With these sort of SDKs, do people generally get it merged into some Apache/Flink repo and become official? Or does it just stay on my Github?

Thanks,

Tim

On Mon, Sep 14, 2020 at 4:55 AM Tzu-Li (Gordon) Tai <[hidden email]> wrote:
Hi!

Dawid is right, there currently is no developer documentation for the remote request-reply protocol.
One reason for this is that the protocol isn't considered a fully stable user-facing interface yet, and thus not yet properly advertised in the documentation.
However, there are plans to revisit it and announce it as publicly stable in the near future releases.

In the meantime, the Python SDK and Aljoscha's Rust SDK are good reference examples of implementation of the protocol across different languages.
The request body from Flink and expected response body from functions are essentially these [1] Protobuf messages, ToFunction (request) and FromFunction (response).

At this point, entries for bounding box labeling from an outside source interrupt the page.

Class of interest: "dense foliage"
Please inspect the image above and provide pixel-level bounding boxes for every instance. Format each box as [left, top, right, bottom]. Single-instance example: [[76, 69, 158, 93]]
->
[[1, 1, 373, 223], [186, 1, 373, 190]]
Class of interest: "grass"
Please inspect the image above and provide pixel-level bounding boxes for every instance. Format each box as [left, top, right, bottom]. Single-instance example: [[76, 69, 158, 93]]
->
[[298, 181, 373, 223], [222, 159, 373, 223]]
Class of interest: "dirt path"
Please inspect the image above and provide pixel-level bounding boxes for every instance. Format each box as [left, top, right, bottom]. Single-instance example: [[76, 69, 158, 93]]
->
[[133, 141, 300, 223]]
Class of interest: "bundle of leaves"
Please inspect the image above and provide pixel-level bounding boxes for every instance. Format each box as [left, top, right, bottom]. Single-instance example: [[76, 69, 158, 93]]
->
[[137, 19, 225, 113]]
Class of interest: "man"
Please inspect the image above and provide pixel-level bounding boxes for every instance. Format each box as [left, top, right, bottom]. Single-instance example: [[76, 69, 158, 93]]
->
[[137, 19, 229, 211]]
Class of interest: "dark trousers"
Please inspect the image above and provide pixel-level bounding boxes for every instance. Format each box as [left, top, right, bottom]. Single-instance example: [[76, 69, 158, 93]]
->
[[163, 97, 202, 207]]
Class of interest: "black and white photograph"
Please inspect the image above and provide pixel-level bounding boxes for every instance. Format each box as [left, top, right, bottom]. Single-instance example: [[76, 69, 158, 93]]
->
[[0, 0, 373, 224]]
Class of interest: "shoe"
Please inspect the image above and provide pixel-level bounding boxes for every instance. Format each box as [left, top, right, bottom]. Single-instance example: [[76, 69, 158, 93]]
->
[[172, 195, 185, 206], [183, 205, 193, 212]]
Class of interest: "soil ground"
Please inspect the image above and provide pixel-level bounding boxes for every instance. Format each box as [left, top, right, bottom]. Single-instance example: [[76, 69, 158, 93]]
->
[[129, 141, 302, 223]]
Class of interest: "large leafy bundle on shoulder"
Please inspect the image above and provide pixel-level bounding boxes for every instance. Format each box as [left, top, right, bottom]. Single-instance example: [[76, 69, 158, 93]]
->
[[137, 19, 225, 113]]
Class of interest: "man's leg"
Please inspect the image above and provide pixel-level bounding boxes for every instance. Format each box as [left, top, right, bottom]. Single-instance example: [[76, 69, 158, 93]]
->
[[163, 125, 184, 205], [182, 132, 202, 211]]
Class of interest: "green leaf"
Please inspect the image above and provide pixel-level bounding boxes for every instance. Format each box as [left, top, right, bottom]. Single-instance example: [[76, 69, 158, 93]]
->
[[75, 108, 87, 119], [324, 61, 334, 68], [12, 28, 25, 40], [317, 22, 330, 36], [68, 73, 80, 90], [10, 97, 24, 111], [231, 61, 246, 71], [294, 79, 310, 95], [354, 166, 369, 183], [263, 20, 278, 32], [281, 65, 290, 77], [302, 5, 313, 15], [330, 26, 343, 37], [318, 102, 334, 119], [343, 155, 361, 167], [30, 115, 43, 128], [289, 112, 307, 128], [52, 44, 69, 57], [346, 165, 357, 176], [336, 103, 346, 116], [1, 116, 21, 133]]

If you bump into any issues when implementing, please feel free to let us know on the mailing lists as well.
A Haskell SDK is definitely interesting to see implemented :)

Cheers,
Gordon

[1] https://github.com/apache/flink-statefun/blob/master/statefun-flink/statefun-flink-core/src/main/protobuf/http-function.proto

On Mon, Sep 14, 2020 at 3:46 PM Dawid Wysakowicz <[hidden email]> wrote:
Hi,

Not sure if there is a "developer" documentation for the protocol. I am
cc'ing Igal and Gordon who know better than I if there is one.

To give you some hints though. If I am correct the Python API is
implemented as a so called remote functions [1][2], which communicate
with Flink via HTTP/gRPC. Besides the bundled Python API you can also
use a Rust SDK[3] implemented by my colleague Aljoscha as a reference.

BTW, it would be really cool to see an SDK written in Haskell ;)

Best,

Dawid

[1]
https://ci.apache.org/projects/flink/flink-statefun-docs-release-2.1/concepts/distributed_architecture.html#remote-functions

[2]
https://ci.apache.org/projects/flink/flink-statefun-docs-release-2.1/sdk/modules.html#remote-module

[3] https://github.com/aljoscha/statefun-rust

On 12/09/2020 07:26, Timothy Bess wrote:
> The flink stateful function Python API looks cool, but is there a
> documented spec for how it communicates with Flink? I'd like to
> implement an SDK in Haskell if I can.